Cambios en la menopausia – La menopausia no es clausura, es reinvención
Íntimo con Virginia Argüelles y la Dra. Edelmira Cárdenas
Glory Days: los años gloriosos también llegan en otoño
Porque los años de la menopausia pueden ser gloriosos. No porque no haya pérdidas —que sí existen—, sino porque también hay ganancias que antes no estaban disponibles.
En Íntimo, conducido por Virginia Argüelles, la conversación con la Dra.

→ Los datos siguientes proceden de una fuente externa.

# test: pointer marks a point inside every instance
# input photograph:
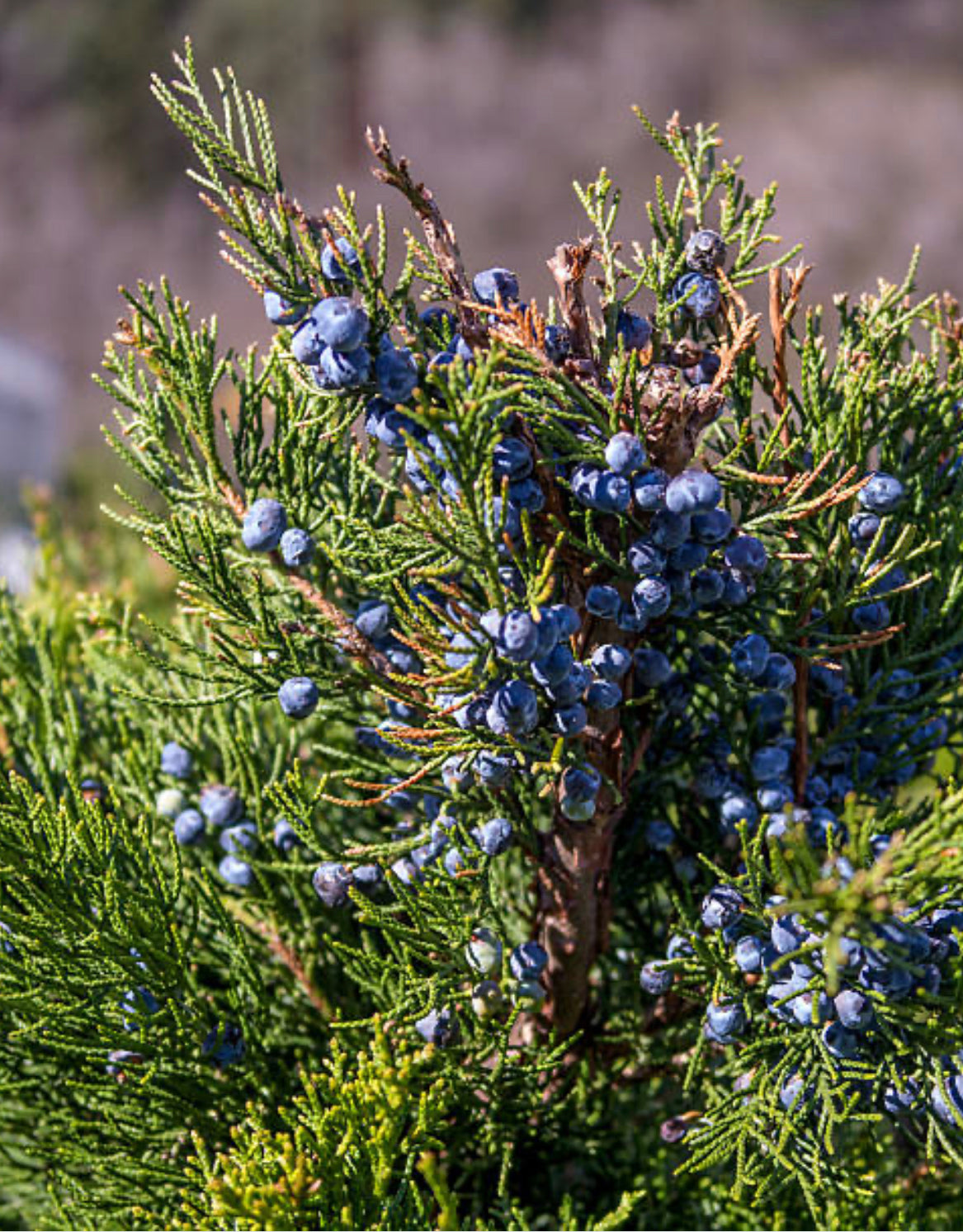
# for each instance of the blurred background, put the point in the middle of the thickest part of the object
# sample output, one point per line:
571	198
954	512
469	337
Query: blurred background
852	105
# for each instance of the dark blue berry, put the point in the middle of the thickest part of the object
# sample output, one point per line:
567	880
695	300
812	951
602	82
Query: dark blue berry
264	525
297	547
298	696
342	324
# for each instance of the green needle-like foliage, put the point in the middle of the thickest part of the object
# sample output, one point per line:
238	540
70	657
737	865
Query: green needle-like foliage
710	812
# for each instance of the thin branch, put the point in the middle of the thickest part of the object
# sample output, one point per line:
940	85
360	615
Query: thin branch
439	232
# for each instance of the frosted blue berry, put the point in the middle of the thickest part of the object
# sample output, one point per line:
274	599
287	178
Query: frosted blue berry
722	907
497	284
235	871
484	951
512	459
220	805
882	493
189	828
439	1027
863	529
693	492
655	979
611	662
855	1011
698	295
333	262
175	760
748	954
342	324
648	489
705	371
747	555
332	882
900	1102
558	344
373	619
307	344
572	687
395	374
517	637
514	709
612	493
282	312
553	668
602	602
625	454
297	547
652	597
602	695
494	837
705	250
635	330
264	525
725	1020
298	696
669	530
750	656
787	934
527	961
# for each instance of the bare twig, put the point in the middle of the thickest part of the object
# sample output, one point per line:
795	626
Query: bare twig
568	269
439	232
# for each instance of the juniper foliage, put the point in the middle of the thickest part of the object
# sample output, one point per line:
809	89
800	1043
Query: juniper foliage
705	675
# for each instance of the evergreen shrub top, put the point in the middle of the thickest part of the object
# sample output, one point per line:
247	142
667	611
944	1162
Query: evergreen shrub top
542	786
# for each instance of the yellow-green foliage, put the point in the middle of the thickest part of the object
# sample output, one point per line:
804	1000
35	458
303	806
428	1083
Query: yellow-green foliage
357	1149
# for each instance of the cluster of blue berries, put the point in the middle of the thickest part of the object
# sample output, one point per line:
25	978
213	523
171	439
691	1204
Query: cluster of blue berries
485	957
333	337
437	850
267	529
222	809
526	965
783	960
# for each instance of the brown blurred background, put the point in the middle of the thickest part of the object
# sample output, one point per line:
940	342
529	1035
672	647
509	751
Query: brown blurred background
852	105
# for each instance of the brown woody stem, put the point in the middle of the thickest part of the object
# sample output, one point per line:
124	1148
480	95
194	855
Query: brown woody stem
574	909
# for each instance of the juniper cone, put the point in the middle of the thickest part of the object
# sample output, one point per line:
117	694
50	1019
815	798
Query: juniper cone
535	801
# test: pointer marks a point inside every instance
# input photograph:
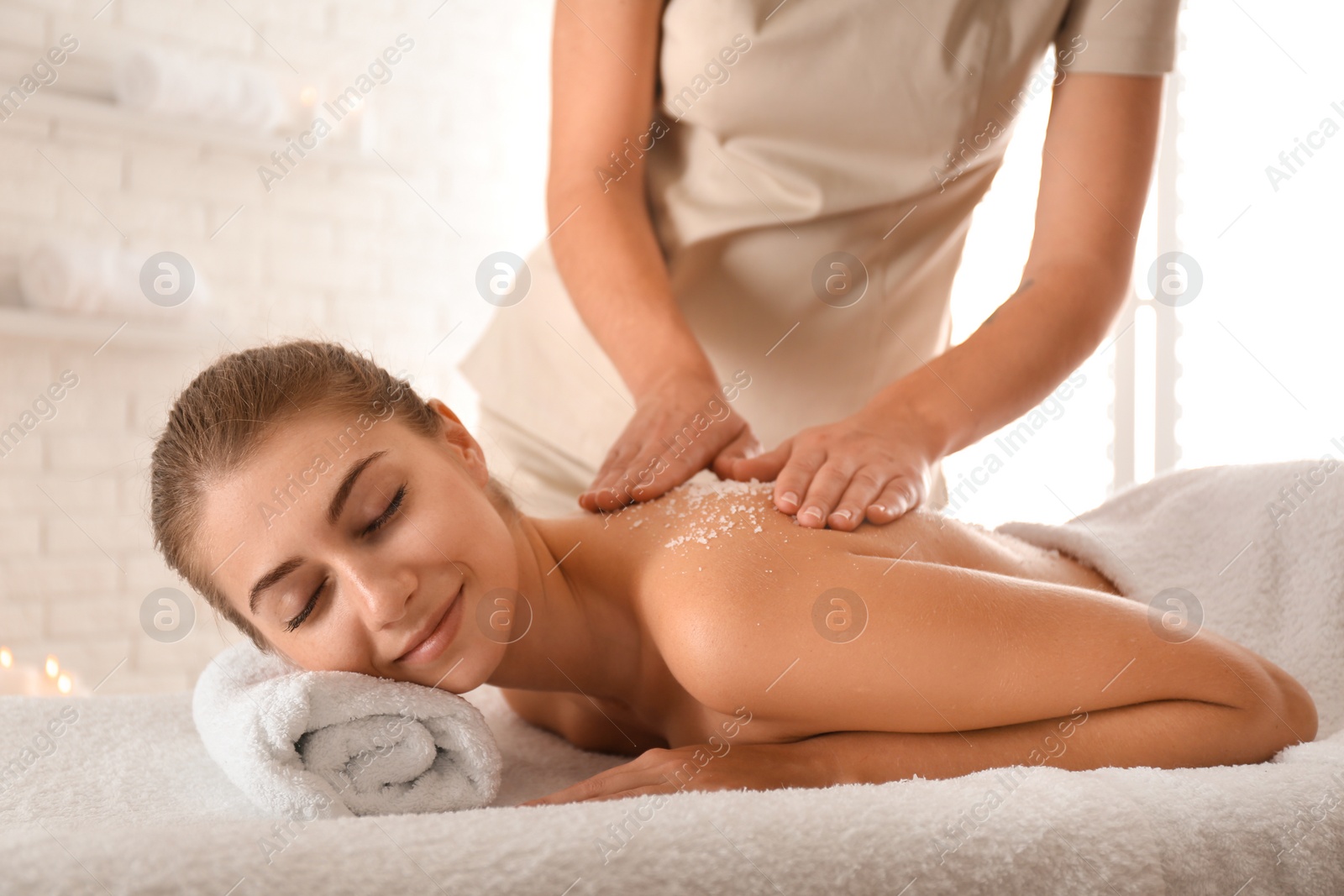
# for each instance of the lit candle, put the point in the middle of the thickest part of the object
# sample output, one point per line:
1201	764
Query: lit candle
17	679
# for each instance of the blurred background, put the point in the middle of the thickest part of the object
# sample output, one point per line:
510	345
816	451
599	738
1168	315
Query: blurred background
340	170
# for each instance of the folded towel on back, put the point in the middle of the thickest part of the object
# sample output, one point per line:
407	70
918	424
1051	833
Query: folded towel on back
327	745
1254	553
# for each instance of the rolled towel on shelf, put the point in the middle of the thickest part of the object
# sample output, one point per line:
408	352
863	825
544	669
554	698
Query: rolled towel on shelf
73	277
328	745
172	83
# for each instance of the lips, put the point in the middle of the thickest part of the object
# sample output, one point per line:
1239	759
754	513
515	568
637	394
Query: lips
429	642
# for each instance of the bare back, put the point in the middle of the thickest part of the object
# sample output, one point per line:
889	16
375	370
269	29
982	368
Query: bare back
819	584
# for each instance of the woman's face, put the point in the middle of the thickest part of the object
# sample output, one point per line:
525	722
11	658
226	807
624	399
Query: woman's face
347	537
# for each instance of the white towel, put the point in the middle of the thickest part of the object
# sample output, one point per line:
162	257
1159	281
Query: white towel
78	277
327	745
172	83
1260	547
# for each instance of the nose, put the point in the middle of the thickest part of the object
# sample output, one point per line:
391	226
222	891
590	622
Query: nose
380	591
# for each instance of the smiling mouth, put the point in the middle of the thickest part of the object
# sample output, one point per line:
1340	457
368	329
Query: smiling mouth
434	634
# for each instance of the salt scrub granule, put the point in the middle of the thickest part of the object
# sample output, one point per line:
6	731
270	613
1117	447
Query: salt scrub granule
707	519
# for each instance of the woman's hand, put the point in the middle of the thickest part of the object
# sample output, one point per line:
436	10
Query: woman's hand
680	425
727	766
877	465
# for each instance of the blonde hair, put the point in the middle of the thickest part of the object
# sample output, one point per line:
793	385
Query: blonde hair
226	414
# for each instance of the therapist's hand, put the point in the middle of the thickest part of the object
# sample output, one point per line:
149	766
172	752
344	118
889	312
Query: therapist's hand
875	465
643	464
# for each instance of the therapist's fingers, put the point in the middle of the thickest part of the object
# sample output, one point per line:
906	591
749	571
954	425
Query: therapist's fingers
795	483
900	497
858	499
764	468
824	493
745	446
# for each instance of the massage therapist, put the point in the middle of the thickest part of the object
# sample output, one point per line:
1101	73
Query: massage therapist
757	210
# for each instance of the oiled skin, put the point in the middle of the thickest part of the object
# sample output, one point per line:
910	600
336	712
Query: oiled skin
967	629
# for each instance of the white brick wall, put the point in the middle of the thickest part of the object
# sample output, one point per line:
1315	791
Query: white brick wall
342	248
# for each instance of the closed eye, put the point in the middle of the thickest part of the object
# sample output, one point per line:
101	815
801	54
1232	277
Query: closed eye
373	527
389	513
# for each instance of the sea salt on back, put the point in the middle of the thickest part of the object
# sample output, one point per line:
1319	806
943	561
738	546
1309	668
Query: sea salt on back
706	511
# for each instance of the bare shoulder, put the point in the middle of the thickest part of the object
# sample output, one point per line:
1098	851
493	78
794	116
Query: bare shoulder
582	723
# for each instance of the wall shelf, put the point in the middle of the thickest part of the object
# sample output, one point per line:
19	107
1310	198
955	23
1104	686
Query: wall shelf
24	324
57	105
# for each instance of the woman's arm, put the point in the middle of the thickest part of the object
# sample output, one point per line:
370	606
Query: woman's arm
605	56
948	649
1163	735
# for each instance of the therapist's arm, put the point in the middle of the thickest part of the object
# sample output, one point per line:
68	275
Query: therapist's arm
605	56
1097	164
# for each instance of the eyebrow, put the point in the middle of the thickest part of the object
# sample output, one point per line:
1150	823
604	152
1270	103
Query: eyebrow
333	512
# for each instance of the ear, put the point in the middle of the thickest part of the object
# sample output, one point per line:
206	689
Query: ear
457	436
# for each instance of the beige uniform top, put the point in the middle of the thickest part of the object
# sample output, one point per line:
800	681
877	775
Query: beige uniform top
790	132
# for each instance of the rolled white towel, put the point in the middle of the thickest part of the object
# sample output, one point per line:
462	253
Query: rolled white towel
74	277
168	82
327	745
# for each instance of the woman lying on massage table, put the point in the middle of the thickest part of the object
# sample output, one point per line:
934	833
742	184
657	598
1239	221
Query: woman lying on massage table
336	517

Edelmira Cárdenas pone sobre la mesa una idea contundente: Nos han ido clausurando por etapas.
Primero la menstruación como tragedia.
Luego el embarazo como advertencia.
Y ahora la menopausia como sentencia.
Pero ¿y si el otoño no fuera decadencia, sino transformación consciente?
El decreto social: “Resígnate”
Culturalmente hemos aprendido a leer la vida femenina como estaciones:
- Primavera: juventud, deseo, energía.
- Verano: plenitud, pareja, hijos.
- Otoño: caída, pérdida.
- Invierno: silencio, cierre.
El problema no es la metáfora.
El problema es el juicio.
Sí, el climaterio trae cambios reales:
- Disminución de masa muscular.
- Alteraciones hormonales.
- Baja de lubricación.
- Cambios en el deseo.
- Transformaciones corporales.
Negarlo sería irresponsable.
Pero convertirlo en tragedia es cultural.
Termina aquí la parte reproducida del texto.